How to master the AWK command for processing texts under Linux?

The AWK command is a powerful and versatile tool for processing and transforming text data in Linux. Whether you need to extract information, filter lines, reformat output, or perform calculations, AWK can simplify your work with just a few lines of code. In this article, you will learn how to use the AWK command for text manipulation in Linux.

What is the AWK command?

The AWK Programming Language.svg

The AWK command is an interpreted programming language that runs in the Linux terminal. Its name comes from the initials of its creators: Alfred Aho, Peter Weinberger, and Brian Kernighan. AWK was originally designed to handle files structured with delimiter-separated fields, such as CSV files or /etc/passwd files. However, AWK can also manipulate more complex text files, such as HTML or XML files. AWK is not an object-oriented programming language , but it allows the definition of local and global functions and variables. It also has control structures such as loops and conditional statements.

The general syntax of the AWK command is as follows:

awk [options] 'program' [files]

The program is a sequence of instructions that define patterns to search for in each line of the file and actions to perform when a pattern is found. Options allow you to modify the behavior of the AWK command, such as choosing the field delimiter or the output format.

How do I print text using the AWK command?

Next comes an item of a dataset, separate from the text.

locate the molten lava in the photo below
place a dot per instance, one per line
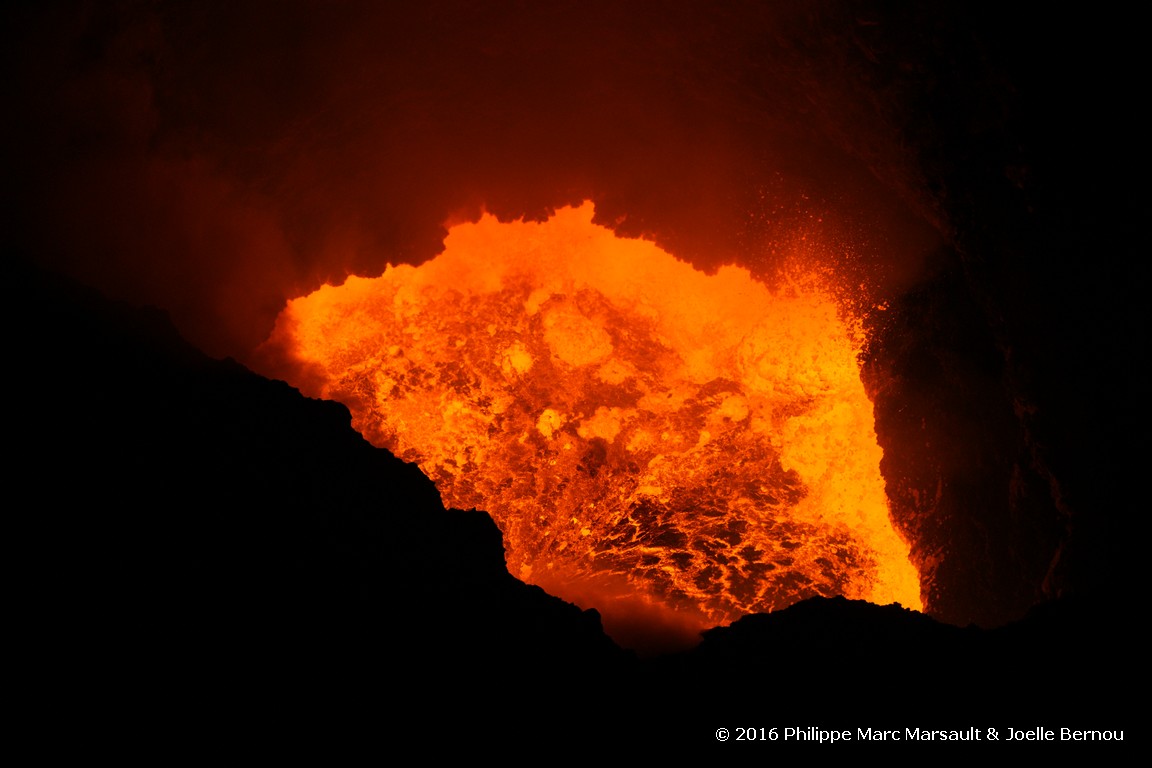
(644, 434)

How to Use the Awk Command on Linux

The AWK command can be used to print a message to the terminal based on a pattern in the text. If you run the AWK command without any pattern and just a print command, AWK will print the message every time you press Enter.

For example, if you type:

awk '{print "Hello"}'

And if you press Enter several times, you get:

Hello Hello Hello

To stop the AWK command, you can press Ctrl+C.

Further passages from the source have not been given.